I've labelled the nodes in your graph. What you do is first you reverse all the arrows and then you construct the Eulerian traversal of the resulting DAG, at each step remembering how far from the "root" (end) you are.

The Eulerian traversal goes "visit yourself, recurse on a neighbour, visit yourself, recurse on a neighbour, ... visit yourself". That is, if we were writing it in C# we'd say something like:

void Eulerian(Node n, int i, List<Tuple<Node, int>> traversal)
{
    traversal.Add(Tuple.Create(node, i));
    foreach(Node neighbour in node.Neighbours)
    {
        Eulerian(neighbour, i + 1, traversal);
        traversal.Add(Tuple.Create(node, i));
    }
}

The Eulerian traversal is the traversal you would actually take if you were walking the graph.

The graph you've given as an example has the following Eulerian traversal when you reverse all the arrows and start from END.

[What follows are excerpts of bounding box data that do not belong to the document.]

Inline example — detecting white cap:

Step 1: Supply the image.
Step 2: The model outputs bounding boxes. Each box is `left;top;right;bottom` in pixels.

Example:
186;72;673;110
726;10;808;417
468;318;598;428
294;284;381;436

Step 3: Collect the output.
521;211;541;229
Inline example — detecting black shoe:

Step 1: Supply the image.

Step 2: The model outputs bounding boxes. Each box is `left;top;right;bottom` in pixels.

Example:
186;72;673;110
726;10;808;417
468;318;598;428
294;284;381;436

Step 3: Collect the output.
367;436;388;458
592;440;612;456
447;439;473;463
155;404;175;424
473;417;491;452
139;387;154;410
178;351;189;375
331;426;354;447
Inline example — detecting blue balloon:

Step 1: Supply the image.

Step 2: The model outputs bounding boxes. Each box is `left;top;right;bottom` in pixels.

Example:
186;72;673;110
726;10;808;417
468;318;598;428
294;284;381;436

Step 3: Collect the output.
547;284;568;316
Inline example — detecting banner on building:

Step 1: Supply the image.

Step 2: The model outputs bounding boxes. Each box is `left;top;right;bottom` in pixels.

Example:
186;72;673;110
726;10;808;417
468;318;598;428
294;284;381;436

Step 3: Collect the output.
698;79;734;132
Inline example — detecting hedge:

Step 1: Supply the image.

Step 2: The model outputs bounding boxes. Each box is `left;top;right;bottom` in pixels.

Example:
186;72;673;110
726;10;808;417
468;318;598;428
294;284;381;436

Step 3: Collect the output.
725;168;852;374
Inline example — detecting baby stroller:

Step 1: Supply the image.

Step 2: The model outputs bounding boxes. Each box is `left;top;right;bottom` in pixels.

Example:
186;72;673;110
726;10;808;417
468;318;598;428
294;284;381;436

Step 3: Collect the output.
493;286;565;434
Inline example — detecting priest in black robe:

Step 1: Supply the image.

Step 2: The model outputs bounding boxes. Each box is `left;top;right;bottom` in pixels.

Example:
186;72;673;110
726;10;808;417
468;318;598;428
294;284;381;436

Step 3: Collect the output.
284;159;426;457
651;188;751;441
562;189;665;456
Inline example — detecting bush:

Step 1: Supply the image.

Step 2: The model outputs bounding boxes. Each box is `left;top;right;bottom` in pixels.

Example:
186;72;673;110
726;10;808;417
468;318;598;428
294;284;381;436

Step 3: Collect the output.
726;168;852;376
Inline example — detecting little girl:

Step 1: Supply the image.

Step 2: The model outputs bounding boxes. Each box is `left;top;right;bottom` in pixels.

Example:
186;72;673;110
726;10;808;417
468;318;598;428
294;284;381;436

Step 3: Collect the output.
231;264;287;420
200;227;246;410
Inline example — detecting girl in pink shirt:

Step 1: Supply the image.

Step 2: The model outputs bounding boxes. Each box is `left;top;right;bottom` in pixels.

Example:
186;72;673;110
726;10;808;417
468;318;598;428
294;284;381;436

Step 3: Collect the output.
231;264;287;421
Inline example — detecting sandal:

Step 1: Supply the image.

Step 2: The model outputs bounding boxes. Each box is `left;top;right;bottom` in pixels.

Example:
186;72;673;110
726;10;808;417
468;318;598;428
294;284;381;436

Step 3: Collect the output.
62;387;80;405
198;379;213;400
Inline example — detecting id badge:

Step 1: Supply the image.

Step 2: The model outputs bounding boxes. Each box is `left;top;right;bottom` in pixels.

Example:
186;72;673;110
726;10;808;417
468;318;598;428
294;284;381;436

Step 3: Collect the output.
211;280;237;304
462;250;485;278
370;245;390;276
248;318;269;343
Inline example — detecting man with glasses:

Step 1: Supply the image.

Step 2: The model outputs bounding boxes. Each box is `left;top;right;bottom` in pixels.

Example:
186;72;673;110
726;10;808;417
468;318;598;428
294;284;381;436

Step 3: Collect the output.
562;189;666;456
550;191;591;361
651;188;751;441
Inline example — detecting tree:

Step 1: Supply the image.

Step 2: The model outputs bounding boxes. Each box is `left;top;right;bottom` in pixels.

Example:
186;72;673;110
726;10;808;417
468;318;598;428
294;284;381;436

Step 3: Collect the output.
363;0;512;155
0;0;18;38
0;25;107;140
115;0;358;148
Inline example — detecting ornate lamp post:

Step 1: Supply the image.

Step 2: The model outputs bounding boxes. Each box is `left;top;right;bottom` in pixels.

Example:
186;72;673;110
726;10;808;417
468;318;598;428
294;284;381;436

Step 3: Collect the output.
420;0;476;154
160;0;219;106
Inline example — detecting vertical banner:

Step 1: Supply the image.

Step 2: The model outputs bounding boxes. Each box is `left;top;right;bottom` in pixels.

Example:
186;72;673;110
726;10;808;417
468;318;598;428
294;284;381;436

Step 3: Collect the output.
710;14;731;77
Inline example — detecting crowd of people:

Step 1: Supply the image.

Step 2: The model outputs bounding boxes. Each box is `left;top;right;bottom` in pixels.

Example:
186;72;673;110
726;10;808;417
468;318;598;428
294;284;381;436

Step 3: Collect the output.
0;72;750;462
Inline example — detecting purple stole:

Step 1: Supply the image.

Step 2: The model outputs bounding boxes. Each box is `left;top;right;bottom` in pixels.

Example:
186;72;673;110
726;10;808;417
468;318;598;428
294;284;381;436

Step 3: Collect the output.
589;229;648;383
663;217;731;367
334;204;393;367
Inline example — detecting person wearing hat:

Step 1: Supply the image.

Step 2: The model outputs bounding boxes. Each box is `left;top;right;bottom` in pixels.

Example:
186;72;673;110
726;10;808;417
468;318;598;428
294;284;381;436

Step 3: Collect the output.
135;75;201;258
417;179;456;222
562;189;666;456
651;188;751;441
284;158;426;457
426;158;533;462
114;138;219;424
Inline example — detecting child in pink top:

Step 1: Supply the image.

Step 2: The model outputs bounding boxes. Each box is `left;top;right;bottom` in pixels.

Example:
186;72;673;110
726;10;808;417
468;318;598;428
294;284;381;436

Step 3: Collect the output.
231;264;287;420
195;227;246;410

A0 B1 C2 D3 E4 F5 G6 H7 G6 F5 E4 D3 C2 I3 E4 F5 G6 H7 G6 F5 E4 I3 C2 
B1 J2 K3 L4 G5 H6 G5 L4 K3 J2 B1 M2 N3 L4 G5 H6 G5 L4 N3 M2 N3 L4 G5 
H6 G5 L4 N3 M2 B1 A0

The answer to your question can now be read off the traversal. In your examples, you have decision nodes E, L and G.

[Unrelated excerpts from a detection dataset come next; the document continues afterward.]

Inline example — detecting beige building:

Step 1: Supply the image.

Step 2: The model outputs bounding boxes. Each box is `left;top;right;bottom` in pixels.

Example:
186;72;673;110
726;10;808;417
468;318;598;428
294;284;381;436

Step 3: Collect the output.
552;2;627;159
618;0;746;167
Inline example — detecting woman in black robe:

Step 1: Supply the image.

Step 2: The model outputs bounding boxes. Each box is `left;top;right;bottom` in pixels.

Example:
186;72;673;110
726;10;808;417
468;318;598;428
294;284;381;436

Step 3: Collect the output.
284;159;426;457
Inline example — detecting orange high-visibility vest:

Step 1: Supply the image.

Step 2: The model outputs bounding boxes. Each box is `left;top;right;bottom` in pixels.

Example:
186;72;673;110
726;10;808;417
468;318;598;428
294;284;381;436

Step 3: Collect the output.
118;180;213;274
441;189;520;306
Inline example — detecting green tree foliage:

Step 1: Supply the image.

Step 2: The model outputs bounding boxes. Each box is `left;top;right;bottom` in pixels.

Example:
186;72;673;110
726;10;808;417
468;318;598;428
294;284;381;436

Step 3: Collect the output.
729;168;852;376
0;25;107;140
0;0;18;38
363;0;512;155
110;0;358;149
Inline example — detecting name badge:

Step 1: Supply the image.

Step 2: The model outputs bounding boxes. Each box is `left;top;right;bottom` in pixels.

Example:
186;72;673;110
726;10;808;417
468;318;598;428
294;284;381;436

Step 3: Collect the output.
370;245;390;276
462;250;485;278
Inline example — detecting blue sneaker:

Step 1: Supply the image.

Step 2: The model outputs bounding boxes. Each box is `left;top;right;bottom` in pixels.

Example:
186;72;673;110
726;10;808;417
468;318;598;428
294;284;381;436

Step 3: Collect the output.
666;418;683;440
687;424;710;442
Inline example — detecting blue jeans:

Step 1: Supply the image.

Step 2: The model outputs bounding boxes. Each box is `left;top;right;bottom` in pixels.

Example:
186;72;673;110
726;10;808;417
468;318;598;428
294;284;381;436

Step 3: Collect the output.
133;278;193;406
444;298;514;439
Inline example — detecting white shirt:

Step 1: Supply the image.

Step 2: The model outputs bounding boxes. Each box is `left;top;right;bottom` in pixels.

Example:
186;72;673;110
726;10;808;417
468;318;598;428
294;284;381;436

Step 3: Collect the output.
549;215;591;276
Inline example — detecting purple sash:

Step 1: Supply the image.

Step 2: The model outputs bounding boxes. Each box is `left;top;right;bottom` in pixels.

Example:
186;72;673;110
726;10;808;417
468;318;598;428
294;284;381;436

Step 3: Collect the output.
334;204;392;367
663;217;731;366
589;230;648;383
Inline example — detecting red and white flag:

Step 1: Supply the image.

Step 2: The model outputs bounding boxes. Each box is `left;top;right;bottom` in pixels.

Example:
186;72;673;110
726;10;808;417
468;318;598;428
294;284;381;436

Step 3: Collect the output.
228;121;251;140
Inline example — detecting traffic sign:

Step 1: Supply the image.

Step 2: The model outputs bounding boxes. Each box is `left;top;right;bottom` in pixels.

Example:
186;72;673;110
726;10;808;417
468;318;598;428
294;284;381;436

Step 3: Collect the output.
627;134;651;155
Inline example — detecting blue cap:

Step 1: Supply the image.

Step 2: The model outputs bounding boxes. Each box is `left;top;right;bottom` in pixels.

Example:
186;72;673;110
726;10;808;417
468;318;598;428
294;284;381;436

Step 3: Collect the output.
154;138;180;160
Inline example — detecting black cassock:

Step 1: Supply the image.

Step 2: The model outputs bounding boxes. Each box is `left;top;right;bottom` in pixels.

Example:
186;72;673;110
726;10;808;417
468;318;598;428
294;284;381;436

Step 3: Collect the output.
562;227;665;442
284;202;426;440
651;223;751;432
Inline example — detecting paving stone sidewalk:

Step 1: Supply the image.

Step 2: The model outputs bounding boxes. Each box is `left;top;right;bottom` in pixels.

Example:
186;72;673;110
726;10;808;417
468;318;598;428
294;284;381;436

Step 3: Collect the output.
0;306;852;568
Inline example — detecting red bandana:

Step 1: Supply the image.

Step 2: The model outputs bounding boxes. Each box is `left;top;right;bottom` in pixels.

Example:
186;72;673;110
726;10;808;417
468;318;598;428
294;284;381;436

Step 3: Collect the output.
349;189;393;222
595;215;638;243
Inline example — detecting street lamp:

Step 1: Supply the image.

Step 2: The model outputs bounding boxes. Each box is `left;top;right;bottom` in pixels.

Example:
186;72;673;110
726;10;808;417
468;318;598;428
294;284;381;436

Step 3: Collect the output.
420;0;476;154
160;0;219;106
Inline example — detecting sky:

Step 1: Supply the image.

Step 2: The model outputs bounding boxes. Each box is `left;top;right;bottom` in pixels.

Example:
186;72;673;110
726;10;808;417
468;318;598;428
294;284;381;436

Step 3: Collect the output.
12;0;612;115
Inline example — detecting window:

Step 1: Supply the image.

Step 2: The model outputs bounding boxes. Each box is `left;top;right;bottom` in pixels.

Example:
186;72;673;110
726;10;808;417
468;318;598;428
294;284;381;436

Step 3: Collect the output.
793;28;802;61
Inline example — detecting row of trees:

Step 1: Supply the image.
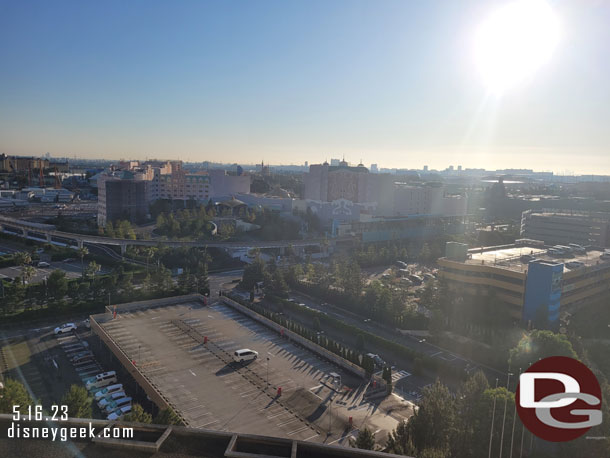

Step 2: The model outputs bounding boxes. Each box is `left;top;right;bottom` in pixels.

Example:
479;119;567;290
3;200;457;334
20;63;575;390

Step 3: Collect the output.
285;258;427;329
98;220;136;240
240;256;427;329
156;206;215;239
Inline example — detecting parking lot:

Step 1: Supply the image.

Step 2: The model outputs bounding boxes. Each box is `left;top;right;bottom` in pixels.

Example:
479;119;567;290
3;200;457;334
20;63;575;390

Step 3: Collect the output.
102;303;398;443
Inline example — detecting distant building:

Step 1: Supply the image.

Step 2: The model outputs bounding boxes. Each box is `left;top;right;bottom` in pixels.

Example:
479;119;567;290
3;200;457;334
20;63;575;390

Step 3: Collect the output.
97;171;148;227
0;154;49;173
303;161;467;217
521;210;610;247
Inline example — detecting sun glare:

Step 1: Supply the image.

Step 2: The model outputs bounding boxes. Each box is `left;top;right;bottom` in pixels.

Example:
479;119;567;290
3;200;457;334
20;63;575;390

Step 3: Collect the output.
474;0;559;94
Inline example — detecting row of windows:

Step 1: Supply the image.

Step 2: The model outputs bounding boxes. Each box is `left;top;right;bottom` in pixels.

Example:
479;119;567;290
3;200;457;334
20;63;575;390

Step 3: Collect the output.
443;267;523;285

For E: find the first and last occurrences of E in the traversal. Now search the nodes between those two in the traversal for the one with the smallest number. It's C, with a score of 2.

For L: find the first and last occurrences of L in the traversal. The node with the smallest number between them is B, with a score of 1.

For G: again the node with the lowest score between the first and last occurrences of G is B.

Computing the traversal might be expensive if the graph is large, but the nice thing is that you only have to do it once. After that, it's just a linear search problem. (And you could make it a sublinear search problem if you really wanted to, but that seems like a lot of extra work.)

Answer 2

If I understand the problem, you're trying to find the first common node between the "yes" and "no" subtrees. In that case, a simple way to do that would be an breadth-first traversal of the yes subtree, adding each element to a list. Then do a breadth-first traversal or the no subtree, stopping when an element in that subtree appears in the "yes" list.